Meta
Emu Video
Meta has released their text-to-video model Emu Video, following in the footsteps of their text-to-video model Emu released earlier in 2023. Emu Video generates images conditioned on a text prompt and then generates video conditioned on both the text and the generated image. This “factorised” or split approach to video generation lets Meta train video generation models efficiently. Meta uses two diffusion models to generate the videos and has trained the model on 35 million text-video pairs.
Emu Edit
Meta also announced Emu Edit, which can take images and edit them based on text prompts. Emu Edit uses few-shot learning to deal with the new tasks given to the model.
Pika Labs
Pika Labs released their text-to-video model Pika. At this point, there is not much detail about the model, and Pika Labs is running a waitlist for those who want to try the new model.
Google
Gemini
Google and Google Deepmind announced their new model Gemini. It comes in Ultra, Pro and Nano sizes. Google claims that Gemini Ultra slightly outperforms GPT 4 in most benchmarks. Gemini uses multimodal prompting to generate the required results.

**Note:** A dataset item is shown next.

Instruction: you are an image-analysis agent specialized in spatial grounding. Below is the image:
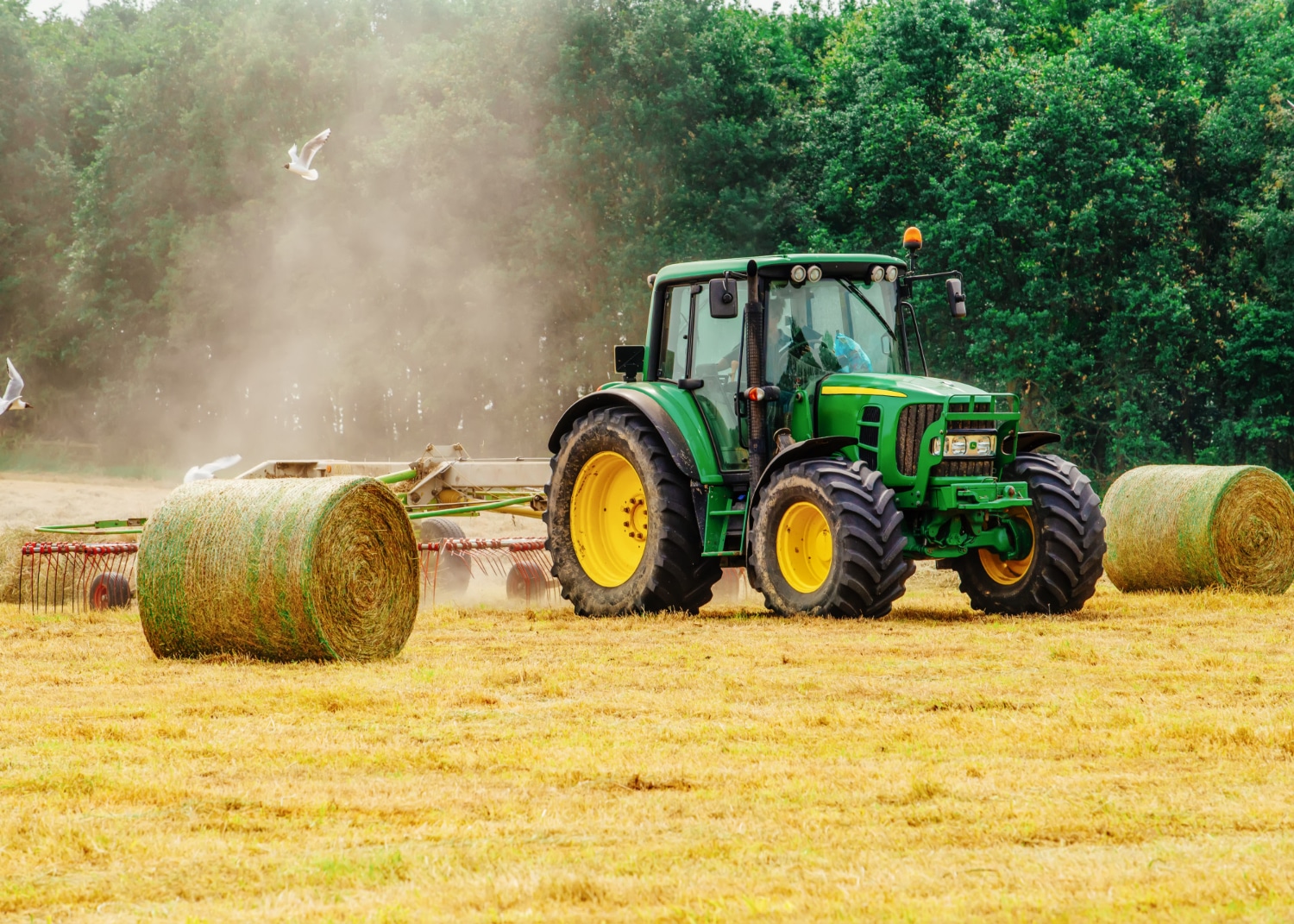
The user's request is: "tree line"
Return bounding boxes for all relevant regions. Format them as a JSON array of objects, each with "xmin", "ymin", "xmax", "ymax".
[{"xmin": 0, "ymin": 0, "xmax": 1294, "ymax": 478}]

Google simultaneously released AlphaCode 2, their new version of the code generation model.
Google has deployed Gemini Pro to be used with their Bard engine. They are also going to use the Gemini Nano model in their Pixel phone.
Apple
MLX
Apple has released MLX, a Machine Learning framework with APIs in Python and C++ as an open-source library on Github. Although Apple does not seem to have built their own AI models, MLX can run on Apple hardware and can use popular AI models like LLaMA, Mistral or Stable Diffusion.
Mistral
Mixtral
The open-source LLM developer has released Mixtral, which is an 8-expert, sparse mixture of experts (SMoE) model with about 52 billion total parameters of which 12B are active at inference. Sparse Mixture-of-Experts models can decouple model size from inference efficiency by only activating a small subset of the model parameters for any given input token. (See this paper for more details on SMoE) MoEs are neural networks that are trained on subsets of data. These expert models use a much smaller number of parameters as compared to traditional deep learning networks.

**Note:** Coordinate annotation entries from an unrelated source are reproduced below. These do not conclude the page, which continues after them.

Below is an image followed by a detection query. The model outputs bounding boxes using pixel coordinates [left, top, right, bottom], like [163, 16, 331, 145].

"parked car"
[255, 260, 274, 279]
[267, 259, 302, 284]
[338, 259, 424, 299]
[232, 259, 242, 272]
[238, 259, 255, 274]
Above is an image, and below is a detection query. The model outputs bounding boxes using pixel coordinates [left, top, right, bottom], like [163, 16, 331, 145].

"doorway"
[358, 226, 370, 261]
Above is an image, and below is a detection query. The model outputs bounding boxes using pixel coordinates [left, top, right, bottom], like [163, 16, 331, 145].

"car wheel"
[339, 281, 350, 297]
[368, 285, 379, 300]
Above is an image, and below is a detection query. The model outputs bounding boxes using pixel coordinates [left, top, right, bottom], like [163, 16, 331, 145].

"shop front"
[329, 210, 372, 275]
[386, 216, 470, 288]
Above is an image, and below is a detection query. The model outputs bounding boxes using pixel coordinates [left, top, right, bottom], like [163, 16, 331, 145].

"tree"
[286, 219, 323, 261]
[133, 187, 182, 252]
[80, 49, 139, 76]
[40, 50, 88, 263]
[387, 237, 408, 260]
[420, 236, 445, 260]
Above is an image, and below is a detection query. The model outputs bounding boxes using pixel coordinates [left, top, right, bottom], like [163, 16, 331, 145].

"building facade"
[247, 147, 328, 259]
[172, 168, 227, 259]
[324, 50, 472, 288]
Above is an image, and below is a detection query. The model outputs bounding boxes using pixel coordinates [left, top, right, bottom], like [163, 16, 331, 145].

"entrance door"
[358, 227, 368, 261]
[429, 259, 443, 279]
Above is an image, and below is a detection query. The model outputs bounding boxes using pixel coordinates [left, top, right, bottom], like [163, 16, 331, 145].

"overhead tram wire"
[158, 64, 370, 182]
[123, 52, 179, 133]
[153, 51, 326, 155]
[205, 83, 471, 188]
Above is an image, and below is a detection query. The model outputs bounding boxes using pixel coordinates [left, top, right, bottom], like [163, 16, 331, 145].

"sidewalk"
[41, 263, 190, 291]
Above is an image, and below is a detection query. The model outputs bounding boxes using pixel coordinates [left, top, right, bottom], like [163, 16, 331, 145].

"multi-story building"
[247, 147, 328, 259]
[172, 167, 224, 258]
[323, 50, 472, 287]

Mixtral performance results show that it is performing similarly to GPT-3.5 or Llama 2 70B.
Open Hermes 2.5
I’ve also got information about a Mistral-based model named Open Hermes 2.5 released in October 2023. It is based on training the Mistral 7B model and was trained on 1,000,000 entries of primarily GPT-4 generated data, as well as other high-quality data from open datasets. It has also been given an additional 100K examples for code generation. It performs well on many benchmarks, mainly for code generation.
Distillery
Distillery is a new image generation service which has been compared to Midjourney and is open source. It has been built by a company called FollowFox. It is based on Stable Diffusion 1.5 and the latest model is called Cosmopolitan. They trained the model with Midjourney data. It is an alpha version that can be tried through a Discord invite. It gives you 10 images to create per day. The results are fine, but I have not tried detailed prompts yet.
Writesonic
Although this was released in December 2022, I just discovered it now. Writesonic is an AI company in India. It has released Chatsonic, an advanced AI chatbot which uses ChatGPT but also has a link to Google search, thus effectively searching for up-to-date data while generating text and images. In free (premium) mode, it gives the user 10000 “premium words” and uses ChatGPT 3.5. The “Superior” model targets small teams and uses ChatGPT4.